Handheld devices are ubiquitous in the modern world due, in part, to their small size, mobility and functionality. Some of the functions performed by many handheld devices include supporting: digital still camera (“DSC”) tasks, camcorder tasks, multimedia streaming reproduction tasks, video gaming tasks, etc. Consequently, handheld devices are known to incorporate several components including, but not limited to, a baseband processor/application processor (e.g., a CPU) and a multimedia accelerator comprising one or more processing elements (e.g., processors and/or accelerators). As one having ordinary skill in the art will recognize, at any given time, the CPU and/or one or more processing elements may be active when performing a desired function (e.g., displaying streaming video). In the related desktop or laptop computer environment, it is similarly known to partition various aspects of a particular task among a variety of functional blocks or processors. For instance, when performing basic processing unit is contemporaneously performing motion compensation and inverse discrete cosine transfer (iDCT) subtasks.
The mobility of the handheld device is made possible through the use of one or more battery sources. Battery sources may be rechargeable or capable of only a single use. To maximize the time between each charge or between replacement of single use batteries (collectively, “time between charges”), handheld devices are built using power efficient components to reduce net power consumption.

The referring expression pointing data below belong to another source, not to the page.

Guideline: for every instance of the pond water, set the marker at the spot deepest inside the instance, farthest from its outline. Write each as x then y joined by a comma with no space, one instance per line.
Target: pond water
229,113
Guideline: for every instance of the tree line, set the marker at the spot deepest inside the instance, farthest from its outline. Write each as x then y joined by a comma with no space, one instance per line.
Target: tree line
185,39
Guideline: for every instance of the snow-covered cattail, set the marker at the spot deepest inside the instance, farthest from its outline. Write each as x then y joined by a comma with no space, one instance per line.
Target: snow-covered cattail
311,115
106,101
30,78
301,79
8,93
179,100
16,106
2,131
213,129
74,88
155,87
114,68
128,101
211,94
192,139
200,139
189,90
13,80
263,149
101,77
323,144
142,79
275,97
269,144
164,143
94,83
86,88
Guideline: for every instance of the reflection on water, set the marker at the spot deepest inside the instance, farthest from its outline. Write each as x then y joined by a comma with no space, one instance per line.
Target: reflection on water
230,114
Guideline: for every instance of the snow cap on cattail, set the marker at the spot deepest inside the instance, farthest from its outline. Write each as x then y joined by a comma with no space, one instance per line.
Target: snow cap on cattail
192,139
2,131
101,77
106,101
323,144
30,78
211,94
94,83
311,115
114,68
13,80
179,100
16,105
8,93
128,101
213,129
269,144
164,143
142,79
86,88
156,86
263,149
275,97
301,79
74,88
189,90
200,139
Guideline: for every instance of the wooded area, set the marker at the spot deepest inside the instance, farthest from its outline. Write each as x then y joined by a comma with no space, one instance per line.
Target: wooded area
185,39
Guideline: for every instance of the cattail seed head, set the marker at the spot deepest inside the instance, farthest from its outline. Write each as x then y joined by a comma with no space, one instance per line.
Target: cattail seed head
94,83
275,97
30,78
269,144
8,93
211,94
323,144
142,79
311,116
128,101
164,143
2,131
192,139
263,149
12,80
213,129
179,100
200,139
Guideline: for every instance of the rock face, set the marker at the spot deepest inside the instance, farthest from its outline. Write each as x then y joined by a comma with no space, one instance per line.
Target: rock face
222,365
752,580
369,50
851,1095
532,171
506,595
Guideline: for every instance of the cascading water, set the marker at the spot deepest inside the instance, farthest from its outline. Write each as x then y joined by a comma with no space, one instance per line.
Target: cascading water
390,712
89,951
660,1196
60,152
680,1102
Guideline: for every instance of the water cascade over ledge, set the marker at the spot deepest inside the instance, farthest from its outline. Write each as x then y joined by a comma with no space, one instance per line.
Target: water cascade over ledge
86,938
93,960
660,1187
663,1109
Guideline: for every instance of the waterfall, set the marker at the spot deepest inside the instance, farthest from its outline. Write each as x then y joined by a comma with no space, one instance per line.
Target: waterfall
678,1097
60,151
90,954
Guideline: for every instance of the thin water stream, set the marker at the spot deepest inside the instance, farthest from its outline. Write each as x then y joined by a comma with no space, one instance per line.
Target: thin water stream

One prior art solution that attempted to lengthen the time between each charge relied on the use of highly optimized processors designed to perform one or more specific tasks or portions of tasks. However, by incorporating highly optimized processors, designers limited the handheld device's ability to efficiently distribute a given task among multiple processors (e.g., load balancing). Other prior art solutions added power conservation mechanisms designed to put one or more components of the handheld device into a “low power mode” based on user input (e.g., when a user manually selects a low-power mode) or through an automatic feature (e.g., when the battery capacity falls below a certain threshold). These mechanisms typically shut down one or more components in the device, shut down one or more functional blocks of components in the device, lower the voltage supplying the device and its components (e.g., powering off one or more voltage islands), slow clock frequencies, or any combination thereof.
The above-mentioned solutions do not, however, fully consider the flexibility and ability of processing elements to process different types of tasks and portions thereof. Nor do the above-mentioned solutions consider power source or battery behavior to more selectively support tasks commonly performed on computer systems or handheld devices. Accordingly, a need exists for performing tasks on a computer system in a more efficient manner thereby reducing net power consumption. A further need exists to more efficiently execute tasks on a battery-powered computer system such that the operating time on a single battery charge is maximized.